Con el esquema ya habitual de la pandilla de chicos, habitantes del muy típico pueblo chico estadounidense, en el incierto panorama político de 1968, los protagonistas se cuelan en una casa embrujada, en donde descubren la existencia de un extraño libro lleno de secretos. Desde el momento en que los muchachos entran a ese caserón que se encuentra tapiado y abandonado en el bosque, una presencia maligna iniciará una persecución sin cuartel en contra de ellos.

A pesar de que no es nada de original, el argumento pronto empieza a entregar ciertas pistas de un “segundo nivel”, donde prima el comentario respecto de la naturaleza contenida en los cuentos infantiles terroríficos, a la vez que se impregna de una lectura crítica del ingreso estadounidense en la Guerra de Vietnam, logrando que por efectos del montaje, siempre estén unidas escenas de terror con propaganda respecto a Nixon, el reclutamiento para la guerra o las votaciones para validar este proceso de intervención militar.

Y como estamos en 1968, el director André Øvredal nos muestra por la televisión a Richard Nixon que está a punto de ser investido presidente y el desgaste de los sucesos de Vietnam como trasfondo social y político. A esto se suma el recurso de apelar a la nostalgia y de jugar con el cine dentro del cine: no resulta para nada casual que mientras en el país está a punto de llegar Nixon a la Casa Blanca, en el autocine del pueblo se exhiba “La noche de los muertos vivientes”, pieza fundacional del terror del director George A. Romero.

Y por cierto, gran parte del encanto del filme, analizado desde una óptica madura, es que se refiere a clásicos del terror fantástico de hace un par de décadas, como una manera de revelar el retrato de la preadolescencia unido al horror puro de crecer sin saber bien para qué.

Por lo mismo, el espectador agudo y cinéfilo, disfrutará más de esa lectura en “Historias de miedo para contar en la oscuridad”: de cómo por medio del terror y lo fantástico se puede reflexionar y entregar toda una metáfora de Estados Unidos de recorrido por espasmos de puro terror y de racismo e intolerancia a la diversidad, temas tan contemporáneos, que hacen que el filme se eleve más allá del mero retrato de adolescentes huyendo de monstruos desatados.

Esta es, entonces, la razón por la cual el filme sea tan agradable de ver (como película de terror adolescente) y tan desagradable de analizar en verdad (porque revela el horror subterráneo de una nación camino al suicidio).

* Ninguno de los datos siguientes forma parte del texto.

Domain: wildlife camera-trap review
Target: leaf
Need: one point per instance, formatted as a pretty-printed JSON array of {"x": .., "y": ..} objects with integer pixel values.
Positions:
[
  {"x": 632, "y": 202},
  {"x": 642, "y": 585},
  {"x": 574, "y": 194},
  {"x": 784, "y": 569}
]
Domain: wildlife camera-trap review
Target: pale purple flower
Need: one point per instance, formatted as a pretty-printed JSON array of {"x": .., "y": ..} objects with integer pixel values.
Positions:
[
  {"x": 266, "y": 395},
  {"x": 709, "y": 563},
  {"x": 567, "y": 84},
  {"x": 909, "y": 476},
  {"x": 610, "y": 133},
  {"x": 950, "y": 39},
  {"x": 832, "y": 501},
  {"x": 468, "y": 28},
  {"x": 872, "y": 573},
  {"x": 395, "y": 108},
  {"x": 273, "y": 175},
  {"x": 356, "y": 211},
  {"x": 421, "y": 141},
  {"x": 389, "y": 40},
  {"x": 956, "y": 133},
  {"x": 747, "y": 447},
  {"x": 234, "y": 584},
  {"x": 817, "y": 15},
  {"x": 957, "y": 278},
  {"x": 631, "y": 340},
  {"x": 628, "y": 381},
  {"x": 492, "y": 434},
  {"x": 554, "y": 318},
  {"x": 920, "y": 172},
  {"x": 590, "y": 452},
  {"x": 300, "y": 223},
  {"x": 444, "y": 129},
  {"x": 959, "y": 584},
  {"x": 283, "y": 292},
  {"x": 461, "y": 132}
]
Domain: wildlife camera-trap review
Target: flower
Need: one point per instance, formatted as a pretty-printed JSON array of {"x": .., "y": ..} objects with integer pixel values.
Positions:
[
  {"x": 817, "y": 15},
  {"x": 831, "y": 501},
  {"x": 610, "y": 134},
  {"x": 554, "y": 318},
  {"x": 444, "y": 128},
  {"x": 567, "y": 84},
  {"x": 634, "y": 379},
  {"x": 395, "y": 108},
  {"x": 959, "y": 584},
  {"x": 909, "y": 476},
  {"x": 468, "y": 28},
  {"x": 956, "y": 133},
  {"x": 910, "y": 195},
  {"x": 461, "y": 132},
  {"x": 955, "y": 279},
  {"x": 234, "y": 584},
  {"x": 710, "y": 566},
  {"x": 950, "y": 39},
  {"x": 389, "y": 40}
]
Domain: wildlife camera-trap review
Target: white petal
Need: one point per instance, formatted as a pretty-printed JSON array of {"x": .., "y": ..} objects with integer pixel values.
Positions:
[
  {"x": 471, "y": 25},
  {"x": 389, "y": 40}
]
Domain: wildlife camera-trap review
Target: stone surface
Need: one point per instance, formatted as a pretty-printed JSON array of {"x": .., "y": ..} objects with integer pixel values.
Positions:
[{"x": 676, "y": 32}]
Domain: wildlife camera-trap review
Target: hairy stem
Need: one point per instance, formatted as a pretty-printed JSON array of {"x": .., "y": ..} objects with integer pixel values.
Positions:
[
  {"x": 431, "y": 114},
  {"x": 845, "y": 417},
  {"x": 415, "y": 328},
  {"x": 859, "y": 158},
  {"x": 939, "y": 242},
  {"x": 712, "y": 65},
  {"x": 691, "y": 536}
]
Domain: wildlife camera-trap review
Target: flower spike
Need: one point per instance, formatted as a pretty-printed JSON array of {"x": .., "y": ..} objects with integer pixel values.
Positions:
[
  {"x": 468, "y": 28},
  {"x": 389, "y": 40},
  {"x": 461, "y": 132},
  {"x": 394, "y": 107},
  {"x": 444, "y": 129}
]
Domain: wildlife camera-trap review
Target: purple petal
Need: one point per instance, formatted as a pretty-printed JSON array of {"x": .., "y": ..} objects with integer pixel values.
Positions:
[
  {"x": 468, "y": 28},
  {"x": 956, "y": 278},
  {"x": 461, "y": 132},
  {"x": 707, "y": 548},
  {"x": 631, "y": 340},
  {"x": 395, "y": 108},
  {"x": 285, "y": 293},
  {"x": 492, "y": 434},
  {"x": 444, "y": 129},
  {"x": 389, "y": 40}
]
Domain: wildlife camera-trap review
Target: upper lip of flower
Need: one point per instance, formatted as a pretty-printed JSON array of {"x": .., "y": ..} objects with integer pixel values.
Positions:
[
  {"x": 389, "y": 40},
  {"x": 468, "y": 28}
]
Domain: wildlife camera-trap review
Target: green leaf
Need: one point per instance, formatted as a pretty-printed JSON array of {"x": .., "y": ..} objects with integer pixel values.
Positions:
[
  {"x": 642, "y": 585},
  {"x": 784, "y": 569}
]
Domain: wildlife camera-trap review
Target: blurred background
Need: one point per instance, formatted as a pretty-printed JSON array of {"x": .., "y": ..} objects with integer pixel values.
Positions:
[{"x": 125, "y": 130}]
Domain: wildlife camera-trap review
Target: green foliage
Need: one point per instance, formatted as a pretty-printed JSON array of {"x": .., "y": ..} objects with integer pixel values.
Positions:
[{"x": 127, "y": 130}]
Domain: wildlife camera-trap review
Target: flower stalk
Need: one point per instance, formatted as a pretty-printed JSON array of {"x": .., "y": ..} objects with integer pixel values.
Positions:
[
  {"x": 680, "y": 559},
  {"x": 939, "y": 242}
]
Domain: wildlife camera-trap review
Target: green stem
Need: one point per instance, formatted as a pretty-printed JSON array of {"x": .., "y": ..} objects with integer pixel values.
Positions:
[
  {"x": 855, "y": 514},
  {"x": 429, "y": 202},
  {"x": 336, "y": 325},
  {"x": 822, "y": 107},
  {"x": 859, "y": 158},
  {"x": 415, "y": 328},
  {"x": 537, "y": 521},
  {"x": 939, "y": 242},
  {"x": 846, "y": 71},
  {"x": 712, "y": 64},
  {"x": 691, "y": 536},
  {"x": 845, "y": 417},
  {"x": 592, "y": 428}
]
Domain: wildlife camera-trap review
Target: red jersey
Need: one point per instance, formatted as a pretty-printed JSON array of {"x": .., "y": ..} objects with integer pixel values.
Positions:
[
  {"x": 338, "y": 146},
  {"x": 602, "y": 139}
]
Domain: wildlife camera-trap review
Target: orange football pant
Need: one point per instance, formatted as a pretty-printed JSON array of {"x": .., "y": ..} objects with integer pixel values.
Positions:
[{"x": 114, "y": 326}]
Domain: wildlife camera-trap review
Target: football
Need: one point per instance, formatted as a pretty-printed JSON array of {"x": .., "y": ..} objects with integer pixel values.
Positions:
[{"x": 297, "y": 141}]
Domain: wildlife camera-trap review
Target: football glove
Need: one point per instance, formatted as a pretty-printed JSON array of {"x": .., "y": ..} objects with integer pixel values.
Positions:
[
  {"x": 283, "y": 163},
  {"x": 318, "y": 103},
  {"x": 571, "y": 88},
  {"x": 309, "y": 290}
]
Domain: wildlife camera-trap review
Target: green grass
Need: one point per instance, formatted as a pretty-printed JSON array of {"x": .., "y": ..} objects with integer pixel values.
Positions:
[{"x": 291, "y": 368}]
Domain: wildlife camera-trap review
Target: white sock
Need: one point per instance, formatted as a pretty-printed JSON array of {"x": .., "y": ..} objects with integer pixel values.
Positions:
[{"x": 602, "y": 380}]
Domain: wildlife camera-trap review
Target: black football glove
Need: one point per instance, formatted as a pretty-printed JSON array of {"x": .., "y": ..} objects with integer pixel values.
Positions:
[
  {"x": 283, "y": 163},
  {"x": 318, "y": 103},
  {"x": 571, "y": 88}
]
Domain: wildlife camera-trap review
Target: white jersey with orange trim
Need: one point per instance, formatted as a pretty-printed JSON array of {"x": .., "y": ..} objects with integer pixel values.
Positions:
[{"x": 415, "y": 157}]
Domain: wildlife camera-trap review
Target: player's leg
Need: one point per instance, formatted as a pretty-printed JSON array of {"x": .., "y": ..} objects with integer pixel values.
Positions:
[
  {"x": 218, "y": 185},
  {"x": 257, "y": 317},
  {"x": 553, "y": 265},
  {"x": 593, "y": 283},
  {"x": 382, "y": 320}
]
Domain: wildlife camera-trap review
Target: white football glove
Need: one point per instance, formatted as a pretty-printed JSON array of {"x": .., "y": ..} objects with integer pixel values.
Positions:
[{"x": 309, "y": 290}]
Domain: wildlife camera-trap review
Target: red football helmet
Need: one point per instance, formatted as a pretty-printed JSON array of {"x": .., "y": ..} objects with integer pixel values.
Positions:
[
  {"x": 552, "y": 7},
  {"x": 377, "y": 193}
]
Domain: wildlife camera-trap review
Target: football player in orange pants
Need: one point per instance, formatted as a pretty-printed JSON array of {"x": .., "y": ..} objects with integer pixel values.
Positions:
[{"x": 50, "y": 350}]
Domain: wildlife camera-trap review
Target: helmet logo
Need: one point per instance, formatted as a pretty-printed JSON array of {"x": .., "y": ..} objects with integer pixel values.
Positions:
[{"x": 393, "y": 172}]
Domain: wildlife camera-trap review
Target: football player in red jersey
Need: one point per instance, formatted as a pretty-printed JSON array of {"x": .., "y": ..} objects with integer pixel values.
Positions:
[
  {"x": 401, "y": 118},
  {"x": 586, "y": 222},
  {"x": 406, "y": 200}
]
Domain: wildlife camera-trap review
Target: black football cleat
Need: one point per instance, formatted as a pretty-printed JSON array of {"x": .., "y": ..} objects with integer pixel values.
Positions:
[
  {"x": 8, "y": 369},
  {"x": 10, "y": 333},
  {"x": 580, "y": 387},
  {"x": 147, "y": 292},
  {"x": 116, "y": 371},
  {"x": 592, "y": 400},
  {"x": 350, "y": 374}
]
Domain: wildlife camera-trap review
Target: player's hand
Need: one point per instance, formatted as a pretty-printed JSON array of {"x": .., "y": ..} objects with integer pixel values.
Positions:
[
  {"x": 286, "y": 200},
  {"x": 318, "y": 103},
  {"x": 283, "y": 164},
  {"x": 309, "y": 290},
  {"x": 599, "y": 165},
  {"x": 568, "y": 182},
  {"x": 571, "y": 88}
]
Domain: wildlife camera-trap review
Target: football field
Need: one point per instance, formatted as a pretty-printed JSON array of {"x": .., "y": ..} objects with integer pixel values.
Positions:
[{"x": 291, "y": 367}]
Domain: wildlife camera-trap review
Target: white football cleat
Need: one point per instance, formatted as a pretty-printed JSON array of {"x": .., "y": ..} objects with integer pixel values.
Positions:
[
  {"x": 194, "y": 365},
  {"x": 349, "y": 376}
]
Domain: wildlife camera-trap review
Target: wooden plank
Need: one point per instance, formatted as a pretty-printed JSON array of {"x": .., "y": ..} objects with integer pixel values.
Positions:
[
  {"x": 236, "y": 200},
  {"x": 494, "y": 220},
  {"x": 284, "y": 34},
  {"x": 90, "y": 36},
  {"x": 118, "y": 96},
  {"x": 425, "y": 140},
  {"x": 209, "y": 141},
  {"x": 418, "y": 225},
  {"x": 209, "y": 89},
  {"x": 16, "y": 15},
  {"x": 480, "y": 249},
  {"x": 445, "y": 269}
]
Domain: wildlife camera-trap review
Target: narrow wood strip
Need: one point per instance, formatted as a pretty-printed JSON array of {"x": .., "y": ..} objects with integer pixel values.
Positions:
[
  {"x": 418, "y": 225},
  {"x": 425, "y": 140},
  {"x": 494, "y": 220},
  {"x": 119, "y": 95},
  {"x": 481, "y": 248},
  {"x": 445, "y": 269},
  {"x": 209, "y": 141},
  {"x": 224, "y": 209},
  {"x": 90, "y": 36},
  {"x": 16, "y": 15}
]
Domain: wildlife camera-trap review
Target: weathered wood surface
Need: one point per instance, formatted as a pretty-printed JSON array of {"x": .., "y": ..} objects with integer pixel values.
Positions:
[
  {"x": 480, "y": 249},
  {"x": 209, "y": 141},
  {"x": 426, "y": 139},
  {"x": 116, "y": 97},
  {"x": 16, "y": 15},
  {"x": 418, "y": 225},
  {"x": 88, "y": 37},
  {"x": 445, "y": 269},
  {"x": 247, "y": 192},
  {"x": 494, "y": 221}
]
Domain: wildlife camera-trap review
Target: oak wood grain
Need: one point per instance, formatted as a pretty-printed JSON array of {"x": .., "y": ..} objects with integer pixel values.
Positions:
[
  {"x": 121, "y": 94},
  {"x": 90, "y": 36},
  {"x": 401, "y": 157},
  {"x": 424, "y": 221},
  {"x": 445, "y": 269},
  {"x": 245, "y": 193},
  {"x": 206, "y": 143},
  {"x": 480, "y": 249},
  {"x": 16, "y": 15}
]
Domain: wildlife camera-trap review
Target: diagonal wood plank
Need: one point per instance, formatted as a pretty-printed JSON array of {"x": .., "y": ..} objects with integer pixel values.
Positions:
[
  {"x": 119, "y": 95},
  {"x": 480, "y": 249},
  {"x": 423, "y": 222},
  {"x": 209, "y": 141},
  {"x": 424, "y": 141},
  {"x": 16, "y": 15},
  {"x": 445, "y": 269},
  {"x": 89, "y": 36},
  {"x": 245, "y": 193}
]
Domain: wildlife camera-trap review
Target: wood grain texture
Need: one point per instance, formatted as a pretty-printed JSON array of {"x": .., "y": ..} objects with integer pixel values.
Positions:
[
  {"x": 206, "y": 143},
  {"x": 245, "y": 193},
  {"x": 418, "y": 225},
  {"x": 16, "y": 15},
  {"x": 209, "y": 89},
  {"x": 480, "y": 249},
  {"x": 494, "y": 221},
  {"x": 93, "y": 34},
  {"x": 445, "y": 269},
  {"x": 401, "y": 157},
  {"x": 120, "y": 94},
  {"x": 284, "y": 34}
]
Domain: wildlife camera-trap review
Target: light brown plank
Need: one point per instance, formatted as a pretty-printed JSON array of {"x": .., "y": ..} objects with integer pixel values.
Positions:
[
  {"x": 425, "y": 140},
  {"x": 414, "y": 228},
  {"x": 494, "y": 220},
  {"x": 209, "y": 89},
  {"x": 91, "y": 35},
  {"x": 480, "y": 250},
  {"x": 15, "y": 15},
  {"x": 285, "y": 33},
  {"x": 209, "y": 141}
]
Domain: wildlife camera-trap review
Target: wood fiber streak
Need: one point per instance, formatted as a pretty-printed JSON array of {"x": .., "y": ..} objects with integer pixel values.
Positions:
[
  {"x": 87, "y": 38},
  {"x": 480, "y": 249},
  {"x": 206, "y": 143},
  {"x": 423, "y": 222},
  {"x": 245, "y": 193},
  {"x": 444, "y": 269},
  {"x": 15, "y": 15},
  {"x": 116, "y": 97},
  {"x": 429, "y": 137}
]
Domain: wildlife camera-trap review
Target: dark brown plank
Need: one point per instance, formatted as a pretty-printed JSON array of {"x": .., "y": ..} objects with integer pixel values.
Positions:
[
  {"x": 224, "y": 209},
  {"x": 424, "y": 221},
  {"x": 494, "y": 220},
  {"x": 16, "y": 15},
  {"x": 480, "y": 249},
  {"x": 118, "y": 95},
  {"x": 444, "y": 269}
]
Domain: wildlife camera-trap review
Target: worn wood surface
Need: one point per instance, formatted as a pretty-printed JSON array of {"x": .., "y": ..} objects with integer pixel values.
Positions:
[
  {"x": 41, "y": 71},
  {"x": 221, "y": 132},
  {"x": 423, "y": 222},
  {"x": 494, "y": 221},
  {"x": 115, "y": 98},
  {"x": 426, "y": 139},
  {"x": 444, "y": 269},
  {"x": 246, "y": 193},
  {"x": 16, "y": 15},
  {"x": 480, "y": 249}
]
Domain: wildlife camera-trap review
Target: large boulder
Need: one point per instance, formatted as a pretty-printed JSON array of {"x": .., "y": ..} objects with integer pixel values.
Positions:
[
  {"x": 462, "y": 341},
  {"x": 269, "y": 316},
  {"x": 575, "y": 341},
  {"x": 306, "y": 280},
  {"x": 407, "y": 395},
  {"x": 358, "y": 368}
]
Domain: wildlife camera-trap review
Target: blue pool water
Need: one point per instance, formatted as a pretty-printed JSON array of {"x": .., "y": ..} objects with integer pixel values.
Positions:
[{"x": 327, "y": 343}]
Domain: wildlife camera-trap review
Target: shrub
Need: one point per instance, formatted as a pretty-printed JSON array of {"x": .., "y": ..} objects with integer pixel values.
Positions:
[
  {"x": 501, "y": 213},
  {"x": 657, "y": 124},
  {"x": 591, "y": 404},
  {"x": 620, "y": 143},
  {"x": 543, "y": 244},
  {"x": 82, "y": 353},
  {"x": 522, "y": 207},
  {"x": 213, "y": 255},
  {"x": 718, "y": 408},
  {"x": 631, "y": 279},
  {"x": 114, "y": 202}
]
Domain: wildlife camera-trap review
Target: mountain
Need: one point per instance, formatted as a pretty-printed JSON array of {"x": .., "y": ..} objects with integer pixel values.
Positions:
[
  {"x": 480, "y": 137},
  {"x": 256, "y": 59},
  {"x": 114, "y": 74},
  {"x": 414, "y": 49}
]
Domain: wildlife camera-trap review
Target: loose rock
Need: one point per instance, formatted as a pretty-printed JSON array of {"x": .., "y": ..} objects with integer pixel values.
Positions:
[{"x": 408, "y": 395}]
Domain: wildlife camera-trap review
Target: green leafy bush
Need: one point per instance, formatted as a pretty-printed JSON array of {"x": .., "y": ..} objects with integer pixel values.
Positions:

En el aspecto técnico, la película cuenta con una notable capacidad para el horror visual. Llegando a extremos de virtuosismo y elegancia en su manera de mostrar el pueblo, iluminar los rostros o lucir el armado nostálgico de una década pretérita. Los mejores elementos de ese virtuosismo son los planos que el director le dedica a la conversación aparentemente sin interés que ocurre en el autocine y la manera en que la casa de los Bellows, resulta una pieza gótica perfecta con sus piezas, sus pasillos y sus sótanos de terror, abuela incluida.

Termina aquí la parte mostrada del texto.